Dan Wallace – 10th June 2011
Sacrifice
Today is my 21st birthday, the last milestone birthday that I will usher in with joy. I can’t wait to get down the pub with my friends and get somewhat “pixelated” as Cooper would put it. Although this may not happen one thing is certain, I’ll have a late night tonight, but unlike most 21 year olds with any form of a social life, I’ll be at home, smoking myself to death preparing for my biggest pitch to date at 9:30am tomorrow morning. Strangely I’m the polar opposite of bitter, I’m tingling with excitement.
Today is a perfect example of the point I’m attempting to make; if you want to have any chance of making it into this glorious industry you have to sacrifice everything you once knew as normal and apply yourself further than you ever thought was possible.
Growing up in Brighton, I had not a care in the world. I had a misspent youth on the beach with my friends, and I wouldn’t have changed it for the world. But one day, in my graphics class, reading creative review, I turned the page and there it was, 1,000,000 neon balls cascading through San Francisco. This was the moment Sony showed me that you can engage and excite the world with an advert.
I remember that very moment when the penny dropped that moment when all that I had, the college lifestyle, a potent social life and money to burn all became obsolete. My sites were set and I wanted a job in advertising. I wanted to give people the buzz I had raging through my veins.

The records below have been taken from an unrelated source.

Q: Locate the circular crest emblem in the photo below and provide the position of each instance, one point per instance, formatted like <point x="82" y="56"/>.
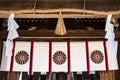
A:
<point x="59" y="57"/>
<point x="97" y="57"/>
<point x="21" y="57"/>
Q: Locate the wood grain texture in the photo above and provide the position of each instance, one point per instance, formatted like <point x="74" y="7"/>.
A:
<point x="51" y="4"/>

I now feel closer to that moment than ever before. It excites me, it scares me and those things push me to get better everyday. But its cost me nearly everything. time with family, my friends and a life. A life of sleep {when I wanted it}, money and for the most part frustration. Frustration that I wasn’t where I wanted to be, or even getting closer to where I wanted to be.
Now I’m a broke student, putting in crazy hours. I have resolved myself to a non existent social or sex but despite this, I’m somehow happier than ever. When the sun’s flooding into the studio, I miss the lazy days on the beach, or when facebook gets flooded with photos from events that apparently my entire home friendship group went to I miss that too. But all these things, added to the epic lows of rejection and failure, make me think is this all worth it? Then I think back to the moment I was lying in bed, sick as a dog and I opened an email telling me that I’d got in the D&AD annual. I sprung out of bed and danced around the house or to that first moment I buzzed from an advert.
I think yes, every waking second is worth it, every drop of sweat is worth it, every mile cycled or pound spent is worth it.
Why, because I am privileged to have found something I want to do.
Some people never find this, and I found it at 18. 3 years later, I can taste it. I can smell it. Soon enough, I’ll be able touch it and when I do, I sure as hell wont let go.